This piece was written during the 2023 WGA and SAG-AFTRA strikes. Without the labor of the writers and actors currently on strike, the movie being covered here wouldn’t exist.
Happiness for Beginners follows a road often traveled. This romantic comedy explores familiar territory with little interest in any fresh paths, especially anything too thorny. However, what Happiness for Beginners lacks in originality, it strives to make up for with honest sentiment. Those in need of a quiet delight with charm and chuckles will be satisfied. Still, a few glasses of wine may be needed first to see past the flaws.
The movie follows Helen played by Ellie Kemper. After a divorce, she realizes her edgeless existence needs a change, and decides to find herself again on a hiking trip along the Appalachian Trail. This touristy survivalist excursion brings her into the company of several quirky characters on their own walkabouts. Not to mention a chance for romance that reminds Helen happiness is within her reach.
The plot is incredibly old hat. Lots of films have worn it to varying degrees of success. However, the misstep in Happiness for Beginners is an unfortunate predictability. It’s possible to see everything coming miles ahead of the narrative.

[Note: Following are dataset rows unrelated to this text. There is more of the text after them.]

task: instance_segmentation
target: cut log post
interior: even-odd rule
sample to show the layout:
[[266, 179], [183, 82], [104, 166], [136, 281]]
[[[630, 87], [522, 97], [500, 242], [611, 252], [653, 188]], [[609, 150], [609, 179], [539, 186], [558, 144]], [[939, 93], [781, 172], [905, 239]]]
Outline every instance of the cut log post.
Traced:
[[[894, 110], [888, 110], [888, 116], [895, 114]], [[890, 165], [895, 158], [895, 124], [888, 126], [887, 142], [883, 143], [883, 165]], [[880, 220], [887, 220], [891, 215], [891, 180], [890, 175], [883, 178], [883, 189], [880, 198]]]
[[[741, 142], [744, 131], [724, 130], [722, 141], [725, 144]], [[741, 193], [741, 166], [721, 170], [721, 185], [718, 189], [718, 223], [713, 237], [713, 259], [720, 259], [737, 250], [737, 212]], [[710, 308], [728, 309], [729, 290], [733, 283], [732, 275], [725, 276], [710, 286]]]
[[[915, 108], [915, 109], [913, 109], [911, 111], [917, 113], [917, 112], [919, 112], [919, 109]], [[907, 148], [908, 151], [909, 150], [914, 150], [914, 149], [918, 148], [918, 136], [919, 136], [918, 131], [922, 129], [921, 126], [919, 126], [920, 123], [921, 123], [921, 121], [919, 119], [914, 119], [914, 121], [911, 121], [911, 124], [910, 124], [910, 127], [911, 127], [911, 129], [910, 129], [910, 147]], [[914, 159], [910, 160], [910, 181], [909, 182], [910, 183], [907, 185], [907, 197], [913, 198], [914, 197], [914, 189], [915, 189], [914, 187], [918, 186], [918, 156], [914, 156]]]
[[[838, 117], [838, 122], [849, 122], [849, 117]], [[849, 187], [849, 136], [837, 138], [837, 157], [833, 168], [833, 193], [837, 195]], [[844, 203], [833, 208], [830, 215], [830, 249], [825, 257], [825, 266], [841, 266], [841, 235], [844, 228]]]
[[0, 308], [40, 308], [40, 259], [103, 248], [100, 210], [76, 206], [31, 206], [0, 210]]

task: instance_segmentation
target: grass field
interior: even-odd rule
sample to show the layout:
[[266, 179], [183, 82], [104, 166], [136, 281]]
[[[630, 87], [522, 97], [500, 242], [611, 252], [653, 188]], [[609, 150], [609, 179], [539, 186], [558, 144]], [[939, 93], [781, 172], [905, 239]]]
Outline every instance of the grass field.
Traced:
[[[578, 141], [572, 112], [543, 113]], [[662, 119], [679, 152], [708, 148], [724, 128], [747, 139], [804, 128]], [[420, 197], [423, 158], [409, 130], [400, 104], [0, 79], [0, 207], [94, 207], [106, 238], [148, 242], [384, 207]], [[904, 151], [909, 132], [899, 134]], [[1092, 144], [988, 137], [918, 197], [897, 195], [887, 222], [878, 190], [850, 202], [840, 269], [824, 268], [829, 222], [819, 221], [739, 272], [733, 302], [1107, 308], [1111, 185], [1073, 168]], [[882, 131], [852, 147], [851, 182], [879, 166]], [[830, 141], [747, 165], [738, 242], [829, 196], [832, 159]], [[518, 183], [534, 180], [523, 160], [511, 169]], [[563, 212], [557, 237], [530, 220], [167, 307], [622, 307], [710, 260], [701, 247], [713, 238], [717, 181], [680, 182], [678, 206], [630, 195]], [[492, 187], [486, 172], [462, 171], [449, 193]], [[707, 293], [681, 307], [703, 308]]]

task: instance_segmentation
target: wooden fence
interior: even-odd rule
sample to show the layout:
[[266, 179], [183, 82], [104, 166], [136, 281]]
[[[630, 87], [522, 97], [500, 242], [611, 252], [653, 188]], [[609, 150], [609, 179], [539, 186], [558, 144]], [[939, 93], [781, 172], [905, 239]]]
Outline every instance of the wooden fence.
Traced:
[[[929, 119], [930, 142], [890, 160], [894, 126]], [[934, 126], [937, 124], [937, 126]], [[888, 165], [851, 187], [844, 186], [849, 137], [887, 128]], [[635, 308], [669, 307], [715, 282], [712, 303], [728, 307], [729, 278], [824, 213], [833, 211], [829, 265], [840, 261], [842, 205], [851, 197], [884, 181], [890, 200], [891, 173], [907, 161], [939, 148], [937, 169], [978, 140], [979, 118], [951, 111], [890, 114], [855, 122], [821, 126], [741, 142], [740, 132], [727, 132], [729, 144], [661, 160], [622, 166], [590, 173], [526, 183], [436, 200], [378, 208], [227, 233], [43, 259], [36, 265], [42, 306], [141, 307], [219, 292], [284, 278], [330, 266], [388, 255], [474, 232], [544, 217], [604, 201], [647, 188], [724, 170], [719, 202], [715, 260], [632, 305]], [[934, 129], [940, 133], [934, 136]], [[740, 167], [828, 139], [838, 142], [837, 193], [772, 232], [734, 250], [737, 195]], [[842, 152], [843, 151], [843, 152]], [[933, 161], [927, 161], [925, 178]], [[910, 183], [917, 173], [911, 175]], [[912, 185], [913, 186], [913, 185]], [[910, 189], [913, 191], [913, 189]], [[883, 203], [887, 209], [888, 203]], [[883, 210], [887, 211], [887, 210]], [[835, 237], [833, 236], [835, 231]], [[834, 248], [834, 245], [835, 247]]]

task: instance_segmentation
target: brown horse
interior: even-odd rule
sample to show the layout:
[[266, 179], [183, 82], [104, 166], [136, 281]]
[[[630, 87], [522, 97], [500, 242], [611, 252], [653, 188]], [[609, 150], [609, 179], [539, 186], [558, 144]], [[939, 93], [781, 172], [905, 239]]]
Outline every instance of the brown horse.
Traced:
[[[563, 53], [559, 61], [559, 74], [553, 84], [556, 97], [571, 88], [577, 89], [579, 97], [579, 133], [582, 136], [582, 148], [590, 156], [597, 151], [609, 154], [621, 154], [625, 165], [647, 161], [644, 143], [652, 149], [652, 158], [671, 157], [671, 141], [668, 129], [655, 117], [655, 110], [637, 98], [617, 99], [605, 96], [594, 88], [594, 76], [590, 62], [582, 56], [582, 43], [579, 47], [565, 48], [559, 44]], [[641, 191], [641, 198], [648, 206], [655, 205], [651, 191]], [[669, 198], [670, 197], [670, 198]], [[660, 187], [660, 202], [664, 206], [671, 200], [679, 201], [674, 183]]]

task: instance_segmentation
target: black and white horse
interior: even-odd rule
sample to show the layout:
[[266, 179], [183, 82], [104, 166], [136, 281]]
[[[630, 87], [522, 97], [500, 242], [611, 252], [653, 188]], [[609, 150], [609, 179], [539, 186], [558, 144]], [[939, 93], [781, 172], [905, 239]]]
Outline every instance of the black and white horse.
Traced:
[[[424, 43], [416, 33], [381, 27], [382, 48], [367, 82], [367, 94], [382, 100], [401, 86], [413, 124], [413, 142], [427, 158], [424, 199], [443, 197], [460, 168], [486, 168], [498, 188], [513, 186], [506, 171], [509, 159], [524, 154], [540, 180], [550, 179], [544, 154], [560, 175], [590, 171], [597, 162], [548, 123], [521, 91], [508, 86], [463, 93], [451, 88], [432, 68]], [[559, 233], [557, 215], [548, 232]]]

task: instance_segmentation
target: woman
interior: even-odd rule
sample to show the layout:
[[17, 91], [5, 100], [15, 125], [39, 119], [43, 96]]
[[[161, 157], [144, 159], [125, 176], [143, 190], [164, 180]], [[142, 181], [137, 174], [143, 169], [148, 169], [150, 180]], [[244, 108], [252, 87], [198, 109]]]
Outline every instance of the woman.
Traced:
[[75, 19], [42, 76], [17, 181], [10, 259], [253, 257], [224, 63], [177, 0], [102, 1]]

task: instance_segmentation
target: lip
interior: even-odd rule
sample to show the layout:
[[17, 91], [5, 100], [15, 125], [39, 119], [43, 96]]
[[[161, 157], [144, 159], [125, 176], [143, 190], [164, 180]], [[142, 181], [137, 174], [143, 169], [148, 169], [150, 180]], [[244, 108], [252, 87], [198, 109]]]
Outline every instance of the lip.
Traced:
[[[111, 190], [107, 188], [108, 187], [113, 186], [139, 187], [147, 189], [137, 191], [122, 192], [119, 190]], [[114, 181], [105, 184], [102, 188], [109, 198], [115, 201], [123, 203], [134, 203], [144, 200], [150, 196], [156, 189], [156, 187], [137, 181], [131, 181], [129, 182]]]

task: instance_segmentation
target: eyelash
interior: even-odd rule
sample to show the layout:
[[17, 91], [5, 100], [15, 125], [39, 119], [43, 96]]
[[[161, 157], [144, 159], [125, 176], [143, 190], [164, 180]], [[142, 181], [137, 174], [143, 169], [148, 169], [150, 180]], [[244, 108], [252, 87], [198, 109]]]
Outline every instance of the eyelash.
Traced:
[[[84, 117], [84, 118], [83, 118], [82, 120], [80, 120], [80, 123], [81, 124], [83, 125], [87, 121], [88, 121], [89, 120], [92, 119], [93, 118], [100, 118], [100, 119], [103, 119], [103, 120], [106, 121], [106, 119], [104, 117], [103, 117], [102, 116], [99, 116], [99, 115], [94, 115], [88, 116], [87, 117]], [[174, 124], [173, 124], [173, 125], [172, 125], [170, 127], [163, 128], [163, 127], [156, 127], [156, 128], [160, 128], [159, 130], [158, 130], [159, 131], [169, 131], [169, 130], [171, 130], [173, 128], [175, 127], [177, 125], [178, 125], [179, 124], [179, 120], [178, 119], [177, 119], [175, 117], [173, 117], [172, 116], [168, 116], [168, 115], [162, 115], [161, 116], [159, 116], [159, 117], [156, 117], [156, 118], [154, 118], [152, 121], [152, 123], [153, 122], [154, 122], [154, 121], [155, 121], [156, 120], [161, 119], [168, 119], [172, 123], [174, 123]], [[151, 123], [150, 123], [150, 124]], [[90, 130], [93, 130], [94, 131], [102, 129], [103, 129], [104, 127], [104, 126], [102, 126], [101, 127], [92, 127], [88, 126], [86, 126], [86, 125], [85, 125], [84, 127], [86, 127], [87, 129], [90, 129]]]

However, Kemper does an admirable job keeping her character charming enough for audiences to care throughout. Her performance reveals someone walking on several open wounds which makes Helen seem strong yet also fragile. This is someone without a sunny perspective in search of a better view, whom audiences will want to see succeed.
The rest of the cast, which includes Luke Grimes, Blythe Danner, and Nico Santos, fill out their oddball roles well. Unfortunately, many of them don’t get the same depth as the leads, Kemper and Grimes. There’s also a lost potential for more humor since the comical oddity of these characters as set up in their introductions isn’t used enough. It’s a shame since, when given the opportunity, cast members are clearly able to handle the comic aspects of Happiness for Beginners.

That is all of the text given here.